Tanenbaum Keale LLP associate Timothy Freeman recently authored a Law360 Expert Analysis article focused on key considerations for attorneys when deciding whether or not to raise objections during opening and closing statements. He specifically highlighted a recent decision from the Missouri Court of Appeals where the court held that a criminal defendant was not denied effective assistance of counsel because his attorney did not object to improper comments during a closing statement.

Instead, the court ruled that it may be an effective litigation strategy to refrain from objecting to improper statements because objections may irritate the jury and serve to highlight and draw attention to such statements when an attorney and client might want the jury to disregard them.

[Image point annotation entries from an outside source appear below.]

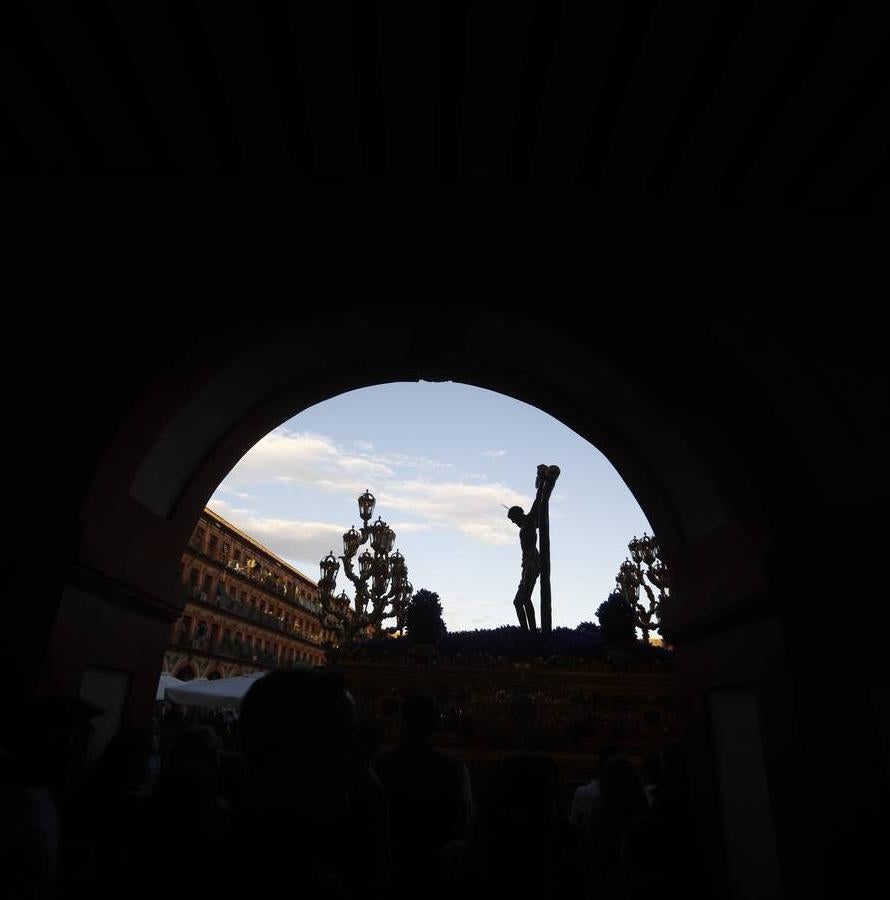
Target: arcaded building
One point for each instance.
(246, 609)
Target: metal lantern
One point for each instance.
(329, 568)
(365, 563)
(352, 540)
(628, 580)
(650, 549)
(382, 536)
(397, 565)
(366, 504)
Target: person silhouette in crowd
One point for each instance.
(46, 748)
(430, 798)
(111, 813)
(586, 800)
(308, 801)
(520, 844)
(620, 833)
(672, 810)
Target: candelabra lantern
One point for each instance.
(382, 589)
(644, 568)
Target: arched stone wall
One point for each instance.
(670, 343)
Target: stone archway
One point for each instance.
(242, 335)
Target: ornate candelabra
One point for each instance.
(382, 589)
(632, 576)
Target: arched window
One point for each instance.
(186, 673)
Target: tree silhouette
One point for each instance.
(617, 620)
(423, 620)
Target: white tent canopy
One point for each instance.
(213, 694)
(166, 680)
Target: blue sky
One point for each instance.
(440, 458)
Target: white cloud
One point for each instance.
(284, 457)
(287, 538)
(310, 459)
(475, 509)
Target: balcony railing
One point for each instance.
(251, 614)
(224, 647)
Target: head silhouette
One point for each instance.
(298, 735)
(420, 717)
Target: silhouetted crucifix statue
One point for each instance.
(535, 563)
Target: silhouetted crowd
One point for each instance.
(308, 806)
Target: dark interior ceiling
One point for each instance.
(754, 107)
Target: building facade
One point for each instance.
(246, 609)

“Such considerations must be balanced against the potential for waiver of objections if they are not raised contemporaneously in relation to the improper statements or comments,” Freeman wrote. “This article attempts to explore the dilemma of whether and how to object during opening and closing statements and offer some thoughts on how to handle this issue in a proactive manner.”

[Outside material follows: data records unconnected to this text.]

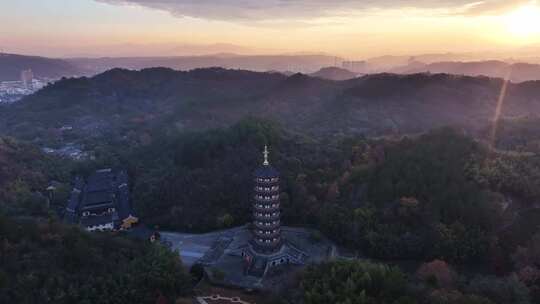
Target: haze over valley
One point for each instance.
(274, 152)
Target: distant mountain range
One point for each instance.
(122, 103)
(333, 73)
(11, 66)
(516, 72)
(261, 63)
(322, 66)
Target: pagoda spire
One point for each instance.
(265, 153)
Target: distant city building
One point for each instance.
(355, 66)
(102, 203)
(27, 78)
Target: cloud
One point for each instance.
(264, 10)
(494, 7)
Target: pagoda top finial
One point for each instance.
(265, 153)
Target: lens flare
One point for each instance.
(525, 21)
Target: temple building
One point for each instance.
(101, 203)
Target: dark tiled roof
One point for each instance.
(266, 172)
(96, 220)
(104, 189)
(100, 180)
(97, 198)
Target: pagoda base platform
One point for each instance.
(223, 254)
(231, 260)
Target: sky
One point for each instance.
(347, 28)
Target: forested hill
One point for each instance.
(123, 101)
(11, 66)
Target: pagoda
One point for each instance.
(266, 209)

Freeman concludes that these decisions remain “more of an art than a science.”

“… (O)bjections should be placed on the record if there is a chance that an appellate issue may be present,” he wrote. “However, if objections are reserved until the conclusion of the opening or closing statement, it can provide additional time for contemplation as to whether an objection is warranted. In addition, raising objections after the opening or closing statement outside the presence of the jury avoids irritating the jury and highlighting the objectionable statement or comment. Of course, if the statement is highly inflammatory, it may be necessary to stop it immediately before it infects the jury’s deliberations. In many cases, the best strategy may be to attempt to reach an agreement to reserve all objections until after the opening or closing statement, while also reserving the right to object immediately if the circumstances demand it.”